Really? What if businesses—retail, restaurant­s, others—simply don’t employ as many people? A $15-an-hour job does nobody any good if they don’t have it. And if other businesses have to raise prices to pay for these raises, then the price of everything goes up, and $15 doesn’t buy what it once did.

So we’ll have to raise the minimum wage again to keep up with inflation. (For example, today that minimum wage employee, and the rest of us, can get a burger and fries for less than $7 most places. What will the price be if every employee at the burger joint makes at least $15 an hour? And this reality applies to more than burgers.)

The numbers say the pandemic is still with us; more people are being vaccinated, but this nation isn’t out of the covid-19 woods yet. Small businesses—especially restaurant­s and bars and retail outlets—have been pushed to the edge. Some have gone over that edge and have shut their doors.

For those still open, if barely, why add the financial pressure of a $15 minimum wage now? It would seem not a good idea to price businesses out of their markets at any time, but seems especially a bad idea today.

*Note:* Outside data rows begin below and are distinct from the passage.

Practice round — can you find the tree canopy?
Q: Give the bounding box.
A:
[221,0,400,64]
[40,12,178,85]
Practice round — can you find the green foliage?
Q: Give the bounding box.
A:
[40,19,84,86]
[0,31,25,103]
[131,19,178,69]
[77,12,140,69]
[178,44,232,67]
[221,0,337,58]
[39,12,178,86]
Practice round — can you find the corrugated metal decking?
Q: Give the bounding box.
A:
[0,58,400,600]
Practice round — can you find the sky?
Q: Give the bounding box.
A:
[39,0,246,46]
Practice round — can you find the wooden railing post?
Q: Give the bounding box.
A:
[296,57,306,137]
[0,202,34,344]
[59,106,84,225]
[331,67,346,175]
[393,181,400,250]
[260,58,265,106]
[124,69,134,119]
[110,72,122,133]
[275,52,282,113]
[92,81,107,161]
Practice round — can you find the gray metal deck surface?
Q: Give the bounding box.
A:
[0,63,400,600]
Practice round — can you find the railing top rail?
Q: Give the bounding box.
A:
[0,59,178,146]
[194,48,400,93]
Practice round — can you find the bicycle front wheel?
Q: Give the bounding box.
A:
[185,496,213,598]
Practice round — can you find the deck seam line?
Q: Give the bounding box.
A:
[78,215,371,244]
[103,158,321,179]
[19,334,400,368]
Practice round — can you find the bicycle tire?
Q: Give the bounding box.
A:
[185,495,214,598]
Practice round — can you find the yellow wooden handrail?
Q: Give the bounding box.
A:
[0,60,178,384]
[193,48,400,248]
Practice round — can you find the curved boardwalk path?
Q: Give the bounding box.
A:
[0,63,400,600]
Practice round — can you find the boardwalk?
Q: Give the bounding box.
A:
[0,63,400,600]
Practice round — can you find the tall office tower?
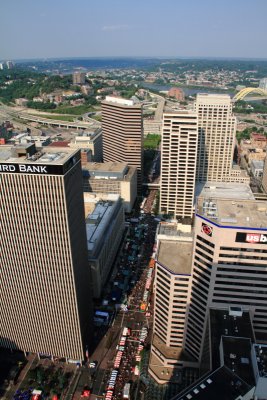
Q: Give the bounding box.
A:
[195,94,236,182]
[261,157,267,193]
[72,71,86,85]
[102,96,143,193]
[149,223,195,384]
[259,78,267,91]
[160,110,198,218]
[0,144,92,360]
[185,183,267,361]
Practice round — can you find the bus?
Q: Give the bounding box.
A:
[122,383,131,400]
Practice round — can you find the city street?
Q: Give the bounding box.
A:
[87,214,157,400]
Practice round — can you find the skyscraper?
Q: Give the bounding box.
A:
[160,110,198,218]
[0,144,91,360]
[102,96,143,192]
[72,71,86,85]
[195,94,236,182]
[185,184,267,361]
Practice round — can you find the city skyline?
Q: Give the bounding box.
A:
[0,0,267,59]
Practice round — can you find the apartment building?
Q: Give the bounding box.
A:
[69,128,103,165]
[84,193,125,298]
[0,144,92,362]
[160,110,198,219]
[184,183,267,361]
[83,162,137,213]
[102,96,143,193]
[149,223,196,384]
[195,94,236,182]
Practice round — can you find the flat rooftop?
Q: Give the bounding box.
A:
[82,161,136,181]
[102,96,141,108]
[0,143,77,165]
[152,334,195,362]
[196,197,267,228]
[221,336,255,386]
[253,344,267,378]
[83,161,128,173]
[175,366,252,400]
[157,240,193,275]
[82,161,136,181]
[196,182,254,200]
[210,307,255,383]
[84,193,120,257]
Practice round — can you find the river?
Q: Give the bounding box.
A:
[142,83,234,97]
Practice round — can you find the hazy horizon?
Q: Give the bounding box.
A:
[0,0,267,60]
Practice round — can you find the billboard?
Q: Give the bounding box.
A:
[0,154,80,175]
[235,232,267,244]
[201,222,213,237]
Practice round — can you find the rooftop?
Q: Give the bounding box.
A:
[157,240,193,275]
[196,182,254,200]
[82,161,136,181]
[254,344,267,378]
[196,197,267,228]
[172,366,251,400]
[221,336,255,386]
[0,143,77,165]
[251,160,264,169]
[196,182,267,228]
[104,96,140,108]
[210,307,255,383]
[84,193,120,258]
[152,334,195,361]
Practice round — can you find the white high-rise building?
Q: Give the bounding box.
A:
[195,94,236,182]
[259,78,267,91]
[160,110,198,218]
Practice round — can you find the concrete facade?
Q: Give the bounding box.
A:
[83,162,137,213]
[84,193,125,298]
[0,144,92,361]
[195,94,236,182]
[185,195,267,360]
[160,110,198,218]
[102,96,143,192]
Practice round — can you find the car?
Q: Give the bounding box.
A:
[81,389,91,397]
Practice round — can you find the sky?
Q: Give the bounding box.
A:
[0,0,267,61]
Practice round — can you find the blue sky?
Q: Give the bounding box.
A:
[0,0,267,60]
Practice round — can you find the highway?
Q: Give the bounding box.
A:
[0,104,101,132]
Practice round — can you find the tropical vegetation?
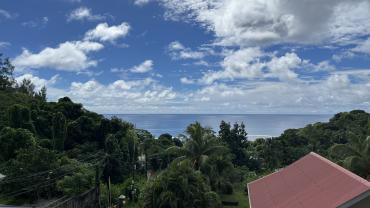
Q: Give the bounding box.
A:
[0,53,370,208]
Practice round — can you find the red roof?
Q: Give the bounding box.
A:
[248,153,370,208]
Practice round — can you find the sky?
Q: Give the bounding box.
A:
[0,0,370,114]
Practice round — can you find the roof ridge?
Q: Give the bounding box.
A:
[309,152,370,188]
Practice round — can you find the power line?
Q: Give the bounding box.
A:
[0,152,101,184]
[3,160,102,197]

Again, from The Journal: “The nonpartisa­n Congressio­nal Budget Office found in a 2019 study that raising the federal minimum wage to $15 an hour by 2025 could cost 1.3 million American jobs. The same study found the higher level could boost the pay of about 27 million workers and lift 1.3 million Americans out of poverty.”

You’ll notice the number 1.3 million was mentioned twice in the above paragraph: For every person who gets a raise into another tax bracket, another person would go jobless. That doesn’t sound especially progressiv­e.

IT IS true that Walmart pays its associates more than the minimum wage, and other companies such as Target and Amazon have made the news in the last year by raising pay to at least $15 an hour. But those private companies are making those decisions on their own. And they can afford it. Can the owners of your favorite diner do the same? Should they be forced to?

Some of our friends on the left say a higher minimum wage could help lower the costs of some public assistance programs. But we wonder how. Especially if for every person who gets a raise, another is laid off.

When it comes to the minimum wage, and our opposition to it, there is always this thought experiment: If raising the minimum wage to $11 (once upon a time) or $13.50 or $15 is a good thing and generally helpful to the country, then why not raise it to $25 or $30 or more? Answer: Because that would cause inflation and hurt businesses, and eventually, workers.

So one wonders why it’s okay to only hurt businesses and, eventually, workers just a little bit.

And why we’d do this during a pandemic.